For February, the Audiences Everywhere Book Club (#AEBookclub) chose Ron Wimberly’s Prince of Cats as their book. The novel, a retelling of Romeo and Juliet through the eyes of Tybalt and set in ’80s Brooklyn, has proven to be a popular choice among members of the club for its fusion of hip-hop, Japanese swordplay, and Shakespeare. We sat down with/emailed the artist and writer to ask him a few questions about his book, career, and who he would like to soundtrack the movie adaptation.
Sean Fallon (AE): How did Prince of Cats come about? What was your inspiration to adapt Shakespeare in this style?
Ron Wimberly: I’ve answered this question in a few prior interviews, so I am gonna take a different angle this time. I’m also not 100% sure of what you mean by “style”. Prince of Cats was my first shot at a graphic novel on my own. It contains a lot of themes from my childhood and my personal creative development. I’ve always been interested in the underrepresented in stories, so Tybalt was a great medium for me to tell this sort of story.
AE: Who are some of your influences in terms of art and writing?

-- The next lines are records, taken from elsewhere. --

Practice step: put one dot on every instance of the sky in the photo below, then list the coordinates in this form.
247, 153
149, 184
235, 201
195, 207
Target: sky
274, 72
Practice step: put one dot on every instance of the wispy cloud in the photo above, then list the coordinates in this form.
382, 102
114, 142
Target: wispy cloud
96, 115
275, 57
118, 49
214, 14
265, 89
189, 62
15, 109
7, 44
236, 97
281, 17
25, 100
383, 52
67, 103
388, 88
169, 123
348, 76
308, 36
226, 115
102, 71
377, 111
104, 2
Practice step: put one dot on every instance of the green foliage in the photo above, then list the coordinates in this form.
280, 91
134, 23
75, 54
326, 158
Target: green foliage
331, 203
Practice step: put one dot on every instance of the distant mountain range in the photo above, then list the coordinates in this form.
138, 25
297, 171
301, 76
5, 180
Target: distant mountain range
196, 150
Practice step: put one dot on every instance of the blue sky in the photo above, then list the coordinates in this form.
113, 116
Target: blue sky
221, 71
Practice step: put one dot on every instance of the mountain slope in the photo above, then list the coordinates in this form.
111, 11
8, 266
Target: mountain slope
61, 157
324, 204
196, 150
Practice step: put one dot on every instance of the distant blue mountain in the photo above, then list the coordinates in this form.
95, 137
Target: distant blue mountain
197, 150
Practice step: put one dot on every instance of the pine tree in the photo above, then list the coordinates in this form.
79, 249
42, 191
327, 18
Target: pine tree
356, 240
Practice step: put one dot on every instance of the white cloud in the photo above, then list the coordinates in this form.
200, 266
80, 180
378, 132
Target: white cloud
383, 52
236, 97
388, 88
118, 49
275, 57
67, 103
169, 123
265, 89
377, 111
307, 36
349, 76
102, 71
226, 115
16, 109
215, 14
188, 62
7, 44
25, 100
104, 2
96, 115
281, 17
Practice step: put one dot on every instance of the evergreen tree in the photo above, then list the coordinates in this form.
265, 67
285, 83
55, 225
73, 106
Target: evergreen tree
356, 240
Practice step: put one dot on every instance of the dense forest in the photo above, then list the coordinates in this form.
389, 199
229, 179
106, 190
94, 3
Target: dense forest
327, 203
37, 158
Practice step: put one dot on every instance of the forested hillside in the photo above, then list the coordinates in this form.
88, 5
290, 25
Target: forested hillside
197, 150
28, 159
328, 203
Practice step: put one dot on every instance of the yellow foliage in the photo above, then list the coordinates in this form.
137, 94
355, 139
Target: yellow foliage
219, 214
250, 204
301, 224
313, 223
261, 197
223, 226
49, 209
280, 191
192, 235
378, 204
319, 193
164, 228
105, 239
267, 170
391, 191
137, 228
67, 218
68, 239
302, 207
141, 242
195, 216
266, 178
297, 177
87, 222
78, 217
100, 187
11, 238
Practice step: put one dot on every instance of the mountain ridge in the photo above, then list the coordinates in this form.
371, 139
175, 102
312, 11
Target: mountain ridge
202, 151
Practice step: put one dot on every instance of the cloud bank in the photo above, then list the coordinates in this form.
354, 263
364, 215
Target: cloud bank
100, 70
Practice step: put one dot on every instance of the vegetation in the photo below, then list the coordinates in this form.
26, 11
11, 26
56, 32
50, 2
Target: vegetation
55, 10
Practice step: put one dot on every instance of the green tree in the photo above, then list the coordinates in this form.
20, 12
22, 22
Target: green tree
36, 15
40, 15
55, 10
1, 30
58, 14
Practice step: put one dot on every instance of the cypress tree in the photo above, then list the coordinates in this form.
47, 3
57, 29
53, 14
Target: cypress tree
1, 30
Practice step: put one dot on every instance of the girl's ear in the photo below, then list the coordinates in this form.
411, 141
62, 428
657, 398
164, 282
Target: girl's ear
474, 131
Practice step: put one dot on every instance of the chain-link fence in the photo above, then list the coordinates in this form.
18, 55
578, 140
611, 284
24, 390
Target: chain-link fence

RW: This is also a broad, maybe redundant question. I think you can see and read my influences by looking carefully at the art.
AE: At what age did you find yourself discovering Shakespeare?
RW: I had a teacher, Mr. Boss at Montrose Baptist in Rockville Maryland. I was a sophomore in high school I think. But my first experience with Shakespeare was indirect; I saw Kurosawa’s Ran on cable television, an international channel. It wasn’t in English. I had no idea I was watching King Lear.
AE: Tybalt is a bit of a cipher within the original play with only a handful of scenes. What drew you to him as a character to base this story around?
RW: The space there, the ambiguity, was an opportunity. Also, not only is this narrative of a young, violent, gangster a part of my culture at large, I have known this character or seen this character move through my life . . . maybe through myself, not to the extent of Tybalt, but in a way that many young men perform their masculinity and their loyalty.
AE: Similarly, what drew you to Romeo & Juliet as a play to adapt?
RW: I feel like this is a question I have answered so many times before, and I am never sure if there is much value to be gleaned from answering it that I don’t know how to answer it anymore. From the beginning, I was more looking to adapt Shakespeare’s process to comics, if that was even possible. That was my purpose, my question. So I would even question this notion of adaptation as a focal point. Shakespeare’s Romeo and Juliet is an appropriation of older narratives (Arthur Brooke etc.); ultimately Romeo and Juliet was just a medium for me to explore some ideas on form and subjects. I hope that the reader can figure out the subject matter in the reading.
AE: Prince of Cats is written in iambic pentameter, verse, and rhyme. Did you find yourself speaking like that in your day to day life?
RW: I am beginning to believe that every language is influenced by the poetic conventions of that language. I’m out here in France for a couple weeks. A friend of mine is a playwright. Listening to her work, I hear a natural rhythm in the language different from English. A lot of English, when I speak, I often speak in iambs, kinda counter posed. It’s natural I think.
AE: If Prince of Cats was made into a movie which artists would you like to see on the soundtrack?
RW: Every year this answer would change. My approach would be to choose the youngest, newest, farthest on the edge of street culture and select among them. Right now it would probably be Lil Yachty, D.R.A.M, Young M.A., Asap Mob, Makonnen.
AE: Who would be your ideal director for Prince of Cats the movie?
RW: It’d be between Kahlil Joseph and Larry Clark.
AE: What projects do you have upcoming? Any plans for further Shakespeare adaptations?
RW: I have Black History in Its Own Words out right now, Gratnin on Stela, I’m still working on Sunset Park . . . I have a lot on my plate. Smaller things dropping here and there, but I’m about to disappear and get it done. This may be my last interview in a while. Haha.